Поход в баню это была настоящая русская традиция. Именно в общественную, центральную. Где собирается вся деревня. Туда идут, как на праздник. С красивыми сумками, в которых лежат полотенца беленые, обязательно их кладут сверху, чтобы показать, какая хозяйка. У некоторых они накрахмаленные, у некоторых насиненные, некоторые на клее выпаривают. А мыло! У всех сваренное по – собственному рецепту. Кто на розовых лепестках, кто на чабреце, кто на мяте. В общем, баня – это триумф тщеславия. Здесь собирается весь цвет бабский. Хотя у каждого во дворе своя баня есть. Но общественная – это находка новой власти. Своего рода служба безопасности. Все сплетни собраны в одно ухо, которое без бумаги все записывает, доносит кому нужно. Конечно, этот агент – билетерша. Очереди специально создает, чтобы народ сидел долго, разговоры завязывались тематические, ругань была нешуточная.
Детвора тоже любила ходить в общую баню. Они запах ржавых труб и пара принимали за наркотики. Потому что у них там поднималось настроение, они придумывали новые бесовские игры. Родители так и говорили: «Хватит беситься! Успокойтесь! Сядьте рядом». Но эти угрозы нисколько детей не смущали, они знали средство гипнотического успокоения взрослых, – прижимались к мамкам на секунду, пока те не продолжат диспут. Услышав первые звуки споров, дети тут же убегали в другой угол, начинали бесовские игры вновь.
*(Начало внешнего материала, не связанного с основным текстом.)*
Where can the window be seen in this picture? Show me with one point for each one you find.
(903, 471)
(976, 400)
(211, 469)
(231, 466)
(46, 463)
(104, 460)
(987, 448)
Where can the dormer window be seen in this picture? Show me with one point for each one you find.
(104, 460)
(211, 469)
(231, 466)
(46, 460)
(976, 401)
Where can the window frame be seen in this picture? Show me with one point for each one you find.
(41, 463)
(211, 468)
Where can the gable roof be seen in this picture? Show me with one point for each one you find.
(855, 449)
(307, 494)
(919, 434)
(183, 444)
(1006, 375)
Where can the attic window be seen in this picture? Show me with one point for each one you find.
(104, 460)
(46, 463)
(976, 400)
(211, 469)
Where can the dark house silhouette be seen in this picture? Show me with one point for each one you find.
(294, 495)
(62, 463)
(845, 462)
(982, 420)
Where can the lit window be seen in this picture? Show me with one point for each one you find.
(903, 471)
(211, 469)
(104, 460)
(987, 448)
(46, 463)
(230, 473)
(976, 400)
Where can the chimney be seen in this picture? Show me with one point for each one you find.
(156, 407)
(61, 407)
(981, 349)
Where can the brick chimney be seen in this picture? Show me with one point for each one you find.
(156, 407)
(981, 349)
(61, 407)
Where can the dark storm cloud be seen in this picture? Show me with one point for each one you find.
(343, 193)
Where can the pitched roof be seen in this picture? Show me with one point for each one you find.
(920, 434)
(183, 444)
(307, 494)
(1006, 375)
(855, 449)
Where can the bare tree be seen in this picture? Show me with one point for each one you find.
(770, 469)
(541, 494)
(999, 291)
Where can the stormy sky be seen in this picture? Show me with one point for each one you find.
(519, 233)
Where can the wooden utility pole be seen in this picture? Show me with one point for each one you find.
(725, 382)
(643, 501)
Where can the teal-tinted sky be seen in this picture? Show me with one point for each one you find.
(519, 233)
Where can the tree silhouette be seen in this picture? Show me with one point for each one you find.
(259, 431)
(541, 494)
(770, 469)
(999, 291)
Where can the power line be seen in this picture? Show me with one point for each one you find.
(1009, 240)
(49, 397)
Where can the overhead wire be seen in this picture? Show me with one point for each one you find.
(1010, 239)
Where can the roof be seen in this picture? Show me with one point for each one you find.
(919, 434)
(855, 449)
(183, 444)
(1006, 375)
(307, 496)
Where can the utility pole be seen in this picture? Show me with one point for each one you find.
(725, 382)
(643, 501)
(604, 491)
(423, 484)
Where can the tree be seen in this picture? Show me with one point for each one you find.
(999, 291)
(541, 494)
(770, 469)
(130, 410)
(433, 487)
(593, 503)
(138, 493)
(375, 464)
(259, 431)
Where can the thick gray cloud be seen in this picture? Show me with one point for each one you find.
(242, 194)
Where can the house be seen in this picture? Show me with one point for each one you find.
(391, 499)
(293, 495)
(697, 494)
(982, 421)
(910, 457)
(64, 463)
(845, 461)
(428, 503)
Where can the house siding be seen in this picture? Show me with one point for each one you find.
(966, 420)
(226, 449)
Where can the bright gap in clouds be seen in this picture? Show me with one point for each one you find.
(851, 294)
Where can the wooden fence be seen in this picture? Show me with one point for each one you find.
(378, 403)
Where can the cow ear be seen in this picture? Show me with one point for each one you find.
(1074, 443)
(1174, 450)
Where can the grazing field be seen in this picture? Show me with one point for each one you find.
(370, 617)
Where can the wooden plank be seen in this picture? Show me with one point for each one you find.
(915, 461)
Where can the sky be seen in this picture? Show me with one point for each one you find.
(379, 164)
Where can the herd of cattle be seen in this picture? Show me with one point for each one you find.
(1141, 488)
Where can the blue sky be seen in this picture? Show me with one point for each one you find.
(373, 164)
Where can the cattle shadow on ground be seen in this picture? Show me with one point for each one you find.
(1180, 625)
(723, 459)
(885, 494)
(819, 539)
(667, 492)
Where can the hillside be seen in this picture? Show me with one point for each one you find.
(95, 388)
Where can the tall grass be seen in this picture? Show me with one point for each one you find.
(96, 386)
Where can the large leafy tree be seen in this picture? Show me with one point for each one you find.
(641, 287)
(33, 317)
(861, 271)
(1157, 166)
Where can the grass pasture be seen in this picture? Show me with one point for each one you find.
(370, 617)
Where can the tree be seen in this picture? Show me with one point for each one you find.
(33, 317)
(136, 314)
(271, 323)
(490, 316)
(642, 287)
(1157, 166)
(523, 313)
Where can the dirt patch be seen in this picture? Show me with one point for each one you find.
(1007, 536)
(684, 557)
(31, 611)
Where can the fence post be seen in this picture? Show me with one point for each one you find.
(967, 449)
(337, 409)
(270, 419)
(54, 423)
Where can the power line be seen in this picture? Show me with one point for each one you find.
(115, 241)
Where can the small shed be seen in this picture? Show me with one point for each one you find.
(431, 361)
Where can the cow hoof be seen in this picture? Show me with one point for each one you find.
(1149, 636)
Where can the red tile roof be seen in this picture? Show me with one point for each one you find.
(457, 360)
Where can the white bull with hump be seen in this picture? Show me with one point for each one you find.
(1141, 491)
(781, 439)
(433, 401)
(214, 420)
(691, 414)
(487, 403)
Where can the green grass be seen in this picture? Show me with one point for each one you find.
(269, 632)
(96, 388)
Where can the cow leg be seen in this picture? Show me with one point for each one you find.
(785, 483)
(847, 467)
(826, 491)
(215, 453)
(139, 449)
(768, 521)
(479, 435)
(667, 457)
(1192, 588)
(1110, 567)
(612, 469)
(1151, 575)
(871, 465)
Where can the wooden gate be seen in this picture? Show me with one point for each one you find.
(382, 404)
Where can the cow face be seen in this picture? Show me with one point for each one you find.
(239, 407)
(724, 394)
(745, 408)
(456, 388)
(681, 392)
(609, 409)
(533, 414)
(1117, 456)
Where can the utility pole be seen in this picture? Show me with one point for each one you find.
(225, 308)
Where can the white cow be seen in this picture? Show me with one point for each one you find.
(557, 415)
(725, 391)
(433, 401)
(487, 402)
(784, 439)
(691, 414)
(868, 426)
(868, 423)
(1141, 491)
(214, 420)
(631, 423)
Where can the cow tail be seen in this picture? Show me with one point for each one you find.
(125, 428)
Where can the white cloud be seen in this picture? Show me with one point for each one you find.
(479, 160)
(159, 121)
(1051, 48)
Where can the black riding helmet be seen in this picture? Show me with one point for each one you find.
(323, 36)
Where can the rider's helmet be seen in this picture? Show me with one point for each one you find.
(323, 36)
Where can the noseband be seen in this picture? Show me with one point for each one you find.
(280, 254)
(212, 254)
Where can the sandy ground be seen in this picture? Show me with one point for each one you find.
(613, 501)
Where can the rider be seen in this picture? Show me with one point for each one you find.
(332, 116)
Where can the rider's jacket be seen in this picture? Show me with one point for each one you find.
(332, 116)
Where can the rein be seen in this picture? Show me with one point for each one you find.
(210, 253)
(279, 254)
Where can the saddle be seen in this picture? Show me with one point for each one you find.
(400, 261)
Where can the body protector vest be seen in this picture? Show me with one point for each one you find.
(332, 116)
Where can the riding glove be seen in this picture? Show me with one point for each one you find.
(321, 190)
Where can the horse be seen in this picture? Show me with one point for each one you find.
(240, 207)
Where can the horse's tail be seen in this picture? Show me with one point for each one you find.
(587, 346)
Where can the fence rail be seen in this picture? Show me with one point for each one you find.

Афанасий вырос из детских развлечений, считал себя взрослым. На чердаке, закатив глаза, глотал дым, хватавший за горло, наслаждался смогом. Пару раз кашлянул, но он же мужик, не то что эти двенадцатилетние пацаны – соседи. Даже сплюнул, как отец, в жесткую солому, которая сушилась на чердаке. Или это было продолжение крыши? Теперь уже неизвестно. Неожиданно во дворе залаяла собака. Афанасий вздрогнул, прикрыл ладошкой рот, одноглазый прижался к щели в крыше, успокоил, что на курицу пес набросился. Все вздохнули, но решили пора уходить, пока их здесь не застукали. Да и Афанасию нужно бежать в баню, мамке помочь младших братьев с полотенцем на голове домой доставить.
Они выскочили по – быстрому из своего убежища, шустрее, чем забирались и не заметили, как одноглазый не до конца затушил сигарету. Она мягко легла на солому, издавая струю коварного дыма.